Ankylosing spondylitis is a member of the group of the spondyloarthropathies with a strong genetic predisposition. Complete fusion results in a complete rigidity of the spine, a condition known as "bamboo spine". There is no cure for AS, although treatments and medications can reduce symptoms and pain.
Signs and symptoms
Symptoms appear gradually, usually around 23 years of age. Initial symptoms are typically chronic pain and stiffness in the middle part of the spine or the entire spine, often with pain referred to one or other buttock or the back of thigh from the sacroiliac joint. Since the initial signs and symptoms are not specific for ankylosing spondylitis, there is a lag-time between onset of disease and diagnosis, which averages between 8.5 years and 11.4 years.
About 40 percent of AS patients experience inflammation in the anterior chamber of the eye (uveitis), causing redness, eye pain, vision loss, floaters and photophobia. This is thought to be due to the association that both AS and uveitis have with the inheritance of the HLA-B27 antigen. Other common symptoms of AS include: generalized fatigue and sometimes nausea. Less commonly, aortitis, aortic valve insufficiency, apical lung fibrosis and ectasia of the sacral nerve root sheaths may occur. Another symptom of the disease is chest pain.
When the condition presents before the age of 18, it is relatively likely to cause pain and swelling of large limb joints, particularly the knee. In prepubescent cases, pain and swelling may also manifest in the ankles and feet, where calcaneal spurs may also develop.
Pain is often severe at rest, but improves with physical activity. However, many experience inflammation and pain to varying degrees regardless of rest and movement.
Ankylosing spondylitis is one of a cluster of conditions known as seronegative spondyloarthropathies, in which rheumatoid factor tests are negative and the characteristic pathological lesion is an inflammation of the enthesis (the insertion of tensile connective tissue into bone).
Ankylosing spondylitis (AS) is a systemic rheumatic disease, meaning it affects the entire body. Approximately 90% of AS patients express the HLA-B27 genotype, meaning there is a strong genetic association. However, only 5% of individuals with the HLA-B27 genotype contract the disease. Tumor necrosis factor-alpha (TNF α) and IL-1 are also implicated in ankylosing spondylitis. Autoantibodies specific for AS have not been identified. Anti-neutrophil cytoplasmic antibodies (ANCAs) are associated with AS, but do not correlate with disease severity. In a study of 40 patients with AS, ANCA was an infrequent finding, being present in only six patients.

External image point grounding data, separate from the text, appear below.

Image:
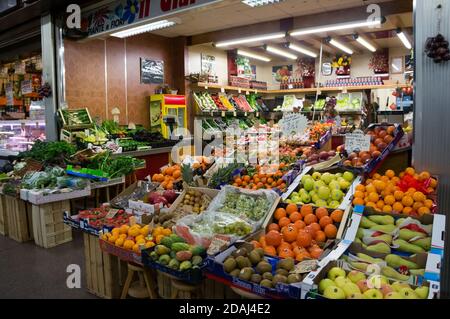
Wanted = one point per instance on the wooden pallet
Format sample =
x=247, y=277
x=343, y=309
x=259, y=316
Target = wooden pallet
x=49, y=229
x=19, y=221
x=104, y=272
x=3, y=217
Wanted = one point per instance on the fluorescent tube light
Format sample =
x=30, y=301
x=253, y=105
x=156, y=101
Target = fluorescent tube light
x=365, y=43
x=281, y=52
x=253, y=55
x=335, y=27
x=144, y=28
x=302, y=50
x=259, y=3
x=404, y=39
x=257, y=38
x=340, y=46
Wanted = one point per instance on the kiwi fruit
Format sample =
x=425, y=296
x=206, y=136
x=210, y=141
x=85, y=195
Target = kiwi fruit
x=256, y=278
x=246, y=273
x=293, y=278
x=229, y=265
x=263, y=267
x=287, y=264
x=254, y=257
x=266, y=283
x=279, y=279
x=268, y=276
x=282, y=272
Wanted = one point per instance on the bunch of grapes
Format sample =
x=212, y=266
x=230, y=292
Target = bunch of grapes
x=437, y=49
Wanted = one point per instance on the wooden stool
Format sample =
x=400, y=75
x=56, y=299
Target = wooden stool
x=143, y=288
x=188, y=290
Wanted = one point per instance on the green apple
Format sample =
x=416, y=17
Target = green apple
x=324, y=283
x=336, y=272
x=333, y=292
x=393, y=295
x=373, y=294
x=408, y=293
x=356, y=276
x=422, y=292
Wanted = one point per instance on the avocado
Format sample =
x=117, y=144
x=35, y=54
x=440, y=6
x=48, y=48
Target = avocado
x=256, y=278
x=268, y=276
x=293, y=278
x=243, y=262
x=279, y=278
x=287, y=264
x=246, y=273
x=263, y=267
x=254, y=257
x=266, y=283
x=229, y=265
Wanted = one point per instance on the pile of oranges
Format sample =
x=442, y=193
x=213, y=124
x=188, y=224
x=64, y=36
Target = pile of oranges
x=136, y=236
x=264, y=178
x=384, y=194
x=169, y=175
x=297, y=234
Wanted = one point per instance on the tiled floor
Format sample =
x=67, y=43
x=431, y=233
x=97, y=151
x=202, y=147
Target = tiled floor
x=29, y=271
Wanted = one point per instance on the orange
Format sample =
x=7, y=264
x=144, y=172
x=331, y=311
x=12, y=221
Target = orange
x=306, y=210
x=398, y=207
x=380, y=204
x=359, y=194
x=389, y=200
x=373, y=197
x=407, y=201
x=407, y=210
x=399, y=195
x=330, y=231
x=321, y=212
x=387, y=209
x=419, y=197
x=423, y=211
x=280, y=213
x=291, y=208
x=429, y=203
x=390, y=173
x=324, y=221
x=309, y=219
x=284, y=221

The association of AS with HLA-B27 suggests the condition involves CD8 T cells, which interact with HLA-B. This interaction is not proven to involve a self antigen, and at least in the related Reiter's syndrome (reactive arthritis), which follows infections, the antigens involved are likely to be derived from intracellular microorganisms. There is, however, a possibility that CD4 T cells are involved in an aberrant way, since HLA-B27 appears to have a number of unusual properties, including possibly an ability to interact with T cell receptors in association with CD4 (usually only cytotoxic T lymphocytes with CD8 react with HLAB antigen as it is a MHC class 1 antigen).
In 2001, it was suggested that AS arises from a cross-reaction between HLA-B27 and antigens of the Klebsiella bacterial genus. The problem with this idea is that no such cross reactivity with B27 has been found (i.e. although antibody responses to Klebsiella may be increased, there is no antibody response to B27, so there seems to be no cross reactivity). Some authorities argue that the elimination of the prime nutrients of Klebsiella (i.e. starches) would decrease antigenemia and improve the musculoskeletal symptoms. However, as Khan (2002) argues, evidence for a correlation between Klebsiella and AS is circumstantial so far, and the efficacy of low-starch diets has not yet been scientifically evaluated. Studies on low-starch diet and AS could be difficult to fund; new biologics developed by the pharmaceutical industry may demonstrate efficacy, as well as financial benefit to the industry, whereas changing the diet would not. A randomized controlled trial in Turkey demonstrated that 12-week therapy with moxifloxacin (which would kill Klebsiella) resulted in "significant and sustained improvement" in inflammatory symptoms in patients with ankylosing spondylitis.
Toivanen (1999) found no support for the role of Klebsiella in the etiology of primary AS.
There is no direct test to diagnose AS. A clinical examination, magnetic resonance imaging (MRI), and X-ray studies of the spine, which show characteristic spinal changes and sacroiliitis, and a simple genetic marker blood test are the major diagnostic tools. A drawback of X-ray diagnosis is the signs and symptoms of AS have usually been established as long as 8–10 years prior to X-ray-evident changes occurring on a plain film X-ray, which means a delay of as long as 10 years before adequate therapies can be introduced. Options for earlier diagnosis are tomography and MRI of the sacroiliac joints, but the reliability of these tests is still unclear. The Schober's test is a useful clinical measure of flexion of the lumbar spine performed during examination.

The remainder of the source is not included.